Los autores de letras de cuplé no daban abasto y recurrían muchas veces a adaptar letras extranjeras, generalmente francesas. Uno de los adaptadores más afortunados fue José Juan Cadenas. De éste hizo furor en aquella época la adaptación de «La Petite Dame du Metre», que fue vertida al castellano con el título de «El sátiro del ABC». La canción, cantada por la Fornarina, se convirtió en una de las más populares, aunque, desde luego, como puede observarse, no es precisamente un ejemplo de ingenio ni de buen gusto:
«Dice que hay un sátiro ahora aquí
según leí ayer en el ABC
que a cuantas encuentra por ahí
hace ver no sé qué.
Yo sé de varias chicas de mi edad
que están rabiando de curiosidad
y en cuanto ven a un hombre por ahí
quisieran preguntarle así:
¿Me quiere usted decir
si por acaso usted
el sátiro es
del que habla ayer el ABC?
La Bella Otero, más cosmopolita, más afrancesada, pero no con mejor gusto por lo que respecta a escoger las letras que canta, dirá con su estilo desgarrado:
«Yo soy feliz con la gente del hampa,
con esa gente que sabe vivir,
con esos hombres que por una hembra
matan si pueden y saben reñir...»
Precisamente lo que no hizo el manso «Boniato» que, después de lanzarla y de enamorarse de ella, se ve obligado a apartarse de la Bella Otero cuando ésta inicia, ya de una manera segura y radiante, el camino que la llevará al triunfo internacional y hará de ella la bailarina española más famosa de su época y la mujer joven y hermosa más deseada de toda Europa.
A pesar de que la canción apache diga que:
«Así cada una,
lejos la luz de la luna
que hasta al tunante importuna,
goza del amor el afán»,
la Bella Otero, desde que abandona a Francisco Coll y pasa a convertirse en la amante de otro catalán, el banquero Furtiá, no tendrá otro afán que el lujo. Desde entonces, el amor no será casi nunca para ella más que una palabra-biombo tras la que se esconderán sus frívolas pasiones.
A diferencia de Fornarina, la Goya, la Chelito y otras famosas artistas del cuplé, famosas sólo en España, la Bella Otero forma con Rosario Guerrero y Raquel Meller un trío de fama universal.
Pero la vida de Raquel Meller difiere notablemente de la de Carolina Otero. Mientras la primera, mucho más artista que la segunda, llega a casarse con el pintor español Carlos Vázquez —especializado en temas taurinos y folklóricos— y el cronista hispanoamericano Enrique Gómez Carrillo —con quien estuvo a punto de batirse Valle-lnclán—, la Bella Otero no se casó jamás, si bien tuvo infinidad de amantes y —de hacer caso a lo que ella misma dice en sus «Memorias»— estuvo enredada con los más famosos y encumbrados personajes de su época.

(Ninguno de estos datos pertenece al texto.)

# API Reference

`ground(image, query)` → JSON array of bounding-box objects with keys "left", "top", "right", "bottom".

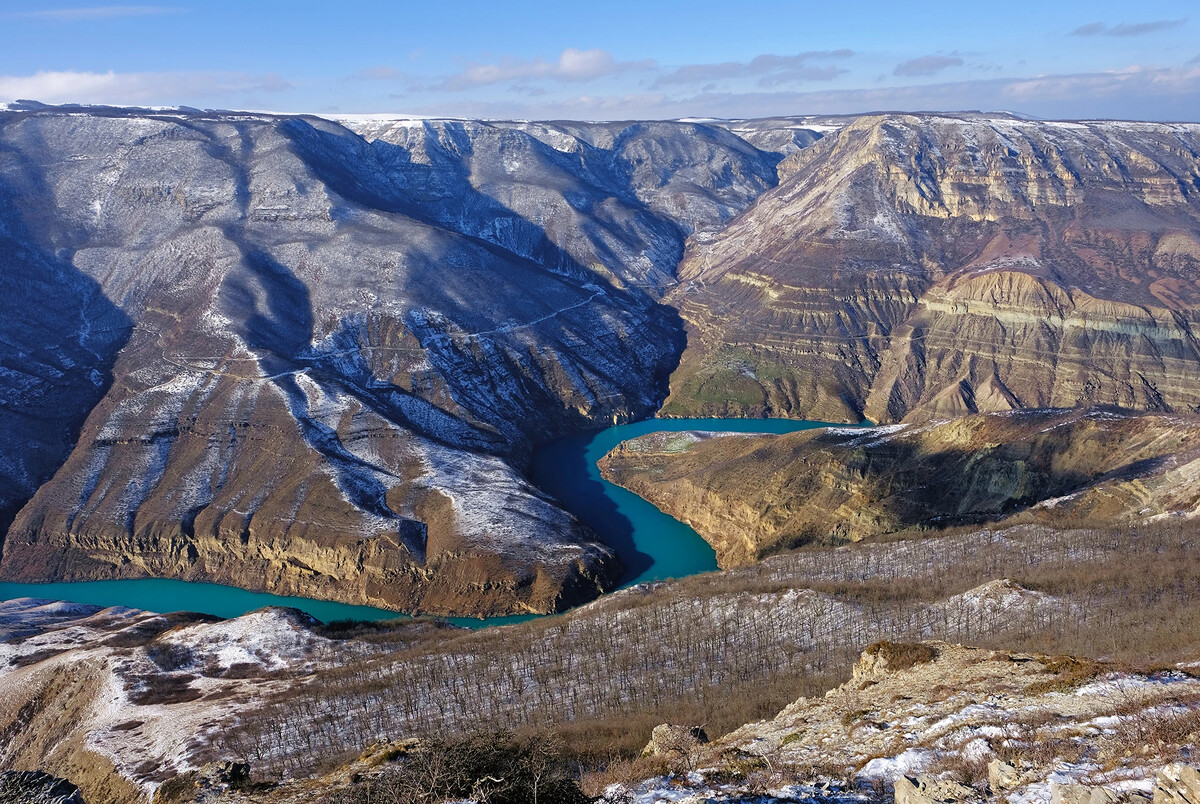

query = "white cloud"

[
  {"left": 431, "top": 48, "right": 655, "bottom": 91},
  {"left": 403, "top": 64, "right": 1200, "bottom": 123},
  {"left": 8, "top": 6, "right": 181, "bottom": 21},
  {"left": 1071, "top": 18, "right": 1187, "bottom": 36},
  {"left": 0, "top": 71, "right": 291, "bottom": 106},
  {"left": 894, "top": 56, "right": 964, "bottom": 77},
  {"left": 1001, "top": 64, "right": 1200, "bottom": 101},
  {"left": 653, "top": 50, "right": 854, "bottom": 88}
]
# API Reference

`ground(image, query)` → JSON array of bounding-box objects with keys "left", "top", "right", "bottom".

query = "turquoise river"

[{"left": 0, "top": 418, "right": 842, "bottom": 627}]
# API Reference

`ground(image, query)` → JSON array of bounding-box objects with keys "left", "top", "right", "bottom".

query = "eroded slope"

[
  {"left": 662, "top": 114, "right": 1200, "bottom": 423},
  {"left": 6, "top": 519, "right": 1200, "bottom": 803},
  {"left": 599, "top": 408, "right": 1200, "bottom": 566}
]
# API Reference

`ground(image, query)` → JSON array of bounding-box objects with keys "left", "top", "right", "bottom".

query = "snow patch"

[
  {"left": 157, "top": 608, "right": 323, "bottom": 671},
  {"left": 860, "top": 747, "right": 936, "bottom": 781}
]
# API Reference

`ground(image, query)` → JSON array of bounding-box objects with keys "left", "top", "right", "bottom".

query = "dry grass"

[
  {"left": 1026, "top": 656, "right": 1104, "bottom": 694},
  {"left": 925, "top": 753, "right": 991, "bottom": 790},
  {"left": 209, "top": 520, "right": 1200, "bottom": 780},
  {"left": 126, "top": 673, "right": 202, "bottom": 706},
  {"left": 578, "top": 755, "right": 669, "bottom": 798},
  {"left": 1097, "top": 688, "right": 1200, "bottom": 767},
  {"left": 993, "top": 709, "right": 1089, "bottom": 769}
]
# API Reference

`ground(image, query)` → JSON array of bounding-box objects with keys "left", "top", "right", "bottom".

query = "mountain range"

[{"left": 1, "top": 104, "right": 1199, "bottom": 616}]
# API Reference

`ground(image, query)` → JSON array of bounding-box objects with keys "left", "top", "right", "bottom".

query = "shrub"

[
  {"left": 864, "top": 641, "right": 938, "bottom": 671},
  {"left": 220, "top": 662, "right": 264, "bottom": 679},
  {"left": 926, "top": 752, "right": 990, "bottom": 790},
  {"left": 1026, "top": 656, "right": 1102, "bottom": 694},
  {"left": 348, "top": 730, "right": 589, "bottom": 804},
  {"left": 1099, "top": 690, "right": 1200, "bottom": 765},
  {"left": 578, "top": 755, "right": 668, "bottom": 799},
  {"left": 128, "top": 673, "right": 202, "bottom": 705},
  {"left": 147, "top": 642, "right": 195, "bottom": 672}
]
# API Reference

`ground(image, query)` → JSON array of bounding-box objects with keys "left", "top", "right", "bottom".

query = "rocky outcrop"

[
  {"left": 895, "top": 775, "right": 983, "bottom": 804},
  {"left": 1053, "top": 782, "right": 1127, "bottom": 804},
  {"left": 1156, "top": 766, "right": 1200, "bottom": 804},
  {"left": 641, "top": 724, "right": 709, "bottom": 759},
  {"left": 702, "top": 643, "right": 1200, "bottom": 801},
  {"left": 0, "top": 772, "right": 86, "bottom": 804},
  {"left": 853, "top": 641, "right": 939, "bottom": 681},
  {"left": 988, "top": 759, "right": 1025, "bottom": 793},
  {"left": 598, "top": 408, "right": 1200, "bottom": 566},
  {"left": 0, "top": 106, "right": 783, "bottom": 616},
  {"left": 661, "top": 114, "right": 1200, "bottom": 425}
]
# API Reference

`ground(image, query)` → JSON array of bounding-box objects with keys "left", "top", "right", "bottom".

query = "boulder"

[
  {"left": 1155, "top": 766, "right": 1200, "bottom": 804},
  {"left": 0, "top": 771, "right": 85, "bottom": 804},
  {"left": 894, "top": 774, "right": 983, "bottom": 804},
  {"left": 641, "top": 724, "right": 710, "bottom": 758},
  {"left": 988, "top": 759, "right": 1023, "bottom": 792},
  {"left": 1051, "top": 783, "right": 1120, "bottom": 804}
]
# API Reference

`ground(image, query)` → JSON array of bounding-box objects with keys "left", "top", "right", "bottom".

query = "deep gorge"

[{"left": 1, "top": 105, "right": 1200, "bottom": 618}]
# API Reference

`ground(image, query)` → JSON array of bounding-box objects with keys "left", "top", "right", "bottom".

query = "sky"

[{"left": 0, "top": 0, "right": 1197, "bottom": 121}]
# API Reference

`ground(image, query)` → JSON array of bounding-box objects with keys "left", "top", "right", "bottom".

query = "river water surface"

[
  {"left": 0, "top": 417, "right": 841, "bottom": 625},
  {"left": 531, "top": 417, "right": 841, "bottom": 586}
]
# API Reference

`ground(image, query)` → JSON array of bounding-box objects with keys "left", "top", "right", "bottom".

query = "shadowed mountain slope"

[{"left": 0, "top": 107, "right": 788, "bottom": 615}]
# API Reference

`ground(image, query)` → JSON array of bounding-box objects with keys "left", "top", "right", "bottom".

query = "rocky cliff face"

[
  {"left": 0, "top": 106, "right": 784, "bottom": 615},
  {"left": 661, "top": 114, "right": 1200, "bottom": 424},
  {"left": 0, "top": 771, "right": 87, "bottom": 804},
  {"left": 598, "top": 408, "right": 1200, "bottom": 566},
  {"left": 344, "top": 117, "right": 781, "bottom": 273}
]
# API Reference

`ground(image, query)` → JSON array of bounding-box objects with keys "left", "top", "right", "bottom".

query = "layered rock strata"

[
  {"left": 661, "top": 114, "right": 1200, "bottom": 424},
  {"left": 8, "top": 107, "right": 1200, "bottom": 614},
  {"left": 599, "top": 407, "right": 1200, "bottom": 566}
]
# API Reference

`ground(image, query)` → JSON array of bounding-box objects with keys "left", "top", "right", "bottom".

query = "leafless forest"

[{"left": 211, "top": 520, "right": 1200, "bottom": 778}]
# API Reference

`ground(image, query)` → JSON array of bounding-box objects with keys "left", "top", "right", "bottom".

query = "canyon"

[
  {"left": 1, "top": 105, "right": 1200, "bottom": 617},
  {"left": 0, "top": 104, "right": 798, "bottom": 616}
]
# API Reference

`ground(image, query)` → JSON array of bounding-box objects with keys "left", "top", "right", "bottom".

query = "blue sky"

[{"left": 0, "top": 0, "right": 1197, "bottom": 120}]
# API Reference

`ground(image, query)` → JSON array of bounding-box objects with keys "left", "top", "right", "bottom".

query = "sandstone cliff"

[
  {"left": 598, "top": 408, "right": 1200, "bottom": 566},
  {"left": 661, "top": 114, "right": 1200, "bottom": 424}
]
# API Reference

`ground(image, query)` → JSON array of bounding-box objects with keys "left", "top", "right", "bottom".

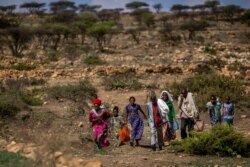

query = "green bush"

[
  {"left": 11, "top": 63, "right": 36, "bottom": 71},
  {"left": 84, "top": 56, "right": 104, "bottom": 65},
  {"left": 47, "top": 79, "right": 97, "bottom": 102},
  {"left": 165, "top": 74, "right": 247, "bottom": 109},
  {"left": 0, "top": 80, "right": 44, "bottom": 118},
  {"left": 103, "top": 72, "right": 143, "bottom": 90},
  {"left": 4, "top": 78, "right": 46, "bottom": 87},
  {"left": 204, "top": 44, "right": 217, "bottom": 55},
  {"left": 47, "top": 50, "right": 60, "bottom": 61},
  {"left": 206, "top": 57, "right": 226, "bottom": 70},
  {"left": 19, "top": 91, "right": 43, "bottom": 106},
  {"left": 0, "top": 151, "right": 34, "bottom": 167},
  {"left": 161, "top": 34, "right": 181, "bottom": 43},
  {"left": 170, "top": 125, "right": 250, "bottom": 157},
  {"left": 241, "top": 10, "right": 250, "bottom": 26},
  {"left": 0, "top": 102, "right": 21, "bottom": 118}
]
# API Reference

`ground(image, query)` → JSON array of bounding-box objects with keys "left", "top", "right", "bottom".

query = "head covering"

[
  {"left": 160, "top": 90, "right": 173, "bottom": 102},
  {"left": 92, "top": 98, "right": 102, "bottom": 105}
]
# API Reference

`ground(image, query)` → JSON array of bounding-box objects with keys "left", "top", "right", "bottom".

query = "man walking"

[{"left": 147, "top": 94, "right": 169, "bottom": 151}]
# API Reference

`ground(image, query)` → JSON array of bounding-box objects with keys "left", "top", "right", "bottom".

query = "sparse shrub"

[
  {"left": 170, "top": 125, "right": 250, "bottom": 157},
  {"left": 47, "top": 79, "right": 96, "bottom": 103},
  {"left": 0, "top": 102, "right": 21, "bottom": 118},
  {"left": 84, "top": 55, "right": 104, "bottom": 65},
  {"left": 19, "top": 91, "right": 43, "bottom": 106},
  {"left": 206, "top": 57, "right": 226, "bottom": 69},
  {"left": 165, "top": 73, "right": 247, "bottom": 109},
  {"left": 3, "top": 78, "right": 45, "bottom": 88},
  {"left": 104, "top": 72, "right": 143, "bottom": 90},
  {"left": 192, "top": 63, "right": 213, "bottom": 74},
  {"left": 11, "top": 63, "right": 36, "bottom": 71},
  {"left": 0, "top": 79, "right": 45, "bottom": 118},
  {"left": 47, "top": 50, "right": 60, "bottom": 61},
  {"left": 241, "top": 10, "right": 250, "bottom": 26},
  {"left": 204, "top": 44, "right": 217, "bottom": 55},
  {"left": 126, "top": 27, "right": 143, "bottom": 44},
  {"left": 0, "top": 151, "right": 34, "bottom": 167},
  {"left": 180, "top": 20, "right": 209, "bottom": 40},
  {"left": 161, "top": 34, "right": 181, "bottom": 43}
]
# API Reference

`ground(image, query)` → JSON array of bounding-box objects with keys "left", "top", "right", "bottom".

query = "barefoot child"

[{"left": 110, "top": 106, "right": 130, "bottom": 146}]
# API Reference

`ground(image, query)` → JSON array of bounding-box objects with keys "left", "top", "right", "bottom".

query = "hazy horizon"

[{"left": 0, "top": 0, "right": 249, "bottom": 12}]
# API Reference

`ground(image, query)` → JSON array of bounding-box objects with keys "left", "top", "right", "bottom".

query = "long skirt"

[
  {"left": 93, "top": 122, "right": 109, "bottom": 148},
  {"left": 129, "top": 115, "right": 144, "bottom": 142}
]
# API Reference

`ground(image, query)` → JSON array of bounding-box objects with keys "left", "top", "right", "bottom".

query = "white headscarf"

[{"left": 160, "top": 90, "right": 173, "bottom": 102}]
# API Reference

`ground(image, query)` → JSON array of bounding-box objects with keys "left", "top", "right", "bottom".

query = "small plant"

[
  {"left": 170, "top": 125, "right": 250, "bottom": 157},
  {"left": 0, "top": 151, "right": 34, "bottom": 167},
  {"left": 161, "top": 34, "right": 181, "bottom": 43},
  {"left": 0, "top": 102, "right": 21, "bottom": 118},
  {"left": 204, "top": 44, "right": 217, "bottom": 55},
  {"left": 19, "top": 91, "right": 43, "bottom": 106},
  {"left": 47, "top": 50, "right": 60, "bottom": 61},
  {"left": 11, "top": 63, "right": 36, "bottom": 71},
  {"left": 103, "top": 72, "right": 143, "bottom": 90},
  {"left": 84, "top": 55, "right": 104, "bottom": 65},
  {"left": 206, "top": 57, "right": 226, "bottom": 69}
]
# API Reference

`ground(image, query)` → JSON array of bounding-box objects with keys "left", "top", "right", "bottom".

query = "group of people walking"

[{"left": 89, "top": 89, "right": 235, "bottom": 151}]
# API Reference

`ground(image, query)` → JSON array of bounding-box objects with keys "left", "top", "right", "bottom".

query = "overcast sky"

[{"left": 0, "top": 0, "right": 249, "bottom": 11}]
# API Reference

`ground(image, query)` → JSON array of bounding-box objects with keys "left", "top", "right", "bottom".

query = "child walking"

[{"left": 109, "top": 106, "right": 130, "bottom": 146}]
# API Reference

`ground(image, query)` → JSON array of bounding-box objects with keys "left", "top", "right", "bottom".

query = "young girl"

[
  {"left": 110, "top": 106, "right": 130, "bottom": 146},
  {"left": 222, "top": 96, "right": 234, "bottom": 126}
]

Carolina Otero se refiere, por ejemplo, a Guillermo II de Alemania —el Kaiser—, al futuro Eduardo VII de Inglaterra y a otros personajes de relieve como si hablase del pobre «Boniato», con asombrosa familiaridad, igual que si los hubiese tratado de toda la vida. Guillermo II, dice la Bella Otero, la había rebautizado con el sobrenombre de «la salvaje». El futuro rey de Inglaterra, a la sazón Príncipe de Gales, dice Carolina Otero que pasaba el rato contándole a ella historias de matiz verde.
Desde luego, algo de verdad hay en lo que cuenta la Bella Otero con respecto a sus relaciones con famosos personajes de su época, aunque no cabe duda que exagera bastante. En todo caso, puede perdonársele esta manía de grandezas a la Bella Otero, puesto que siempre cuenta las cosas sin engola— miento. Lo que sorprende es que incida siempre en su vida amorosa y dé de lado el aspecto artístico de sus años de juventud. Hasta en esto es distinta la Bella Otero a Raquel Meller, que, según yo mismo pude apreciar, era muy celosa guardiana de su vida privada.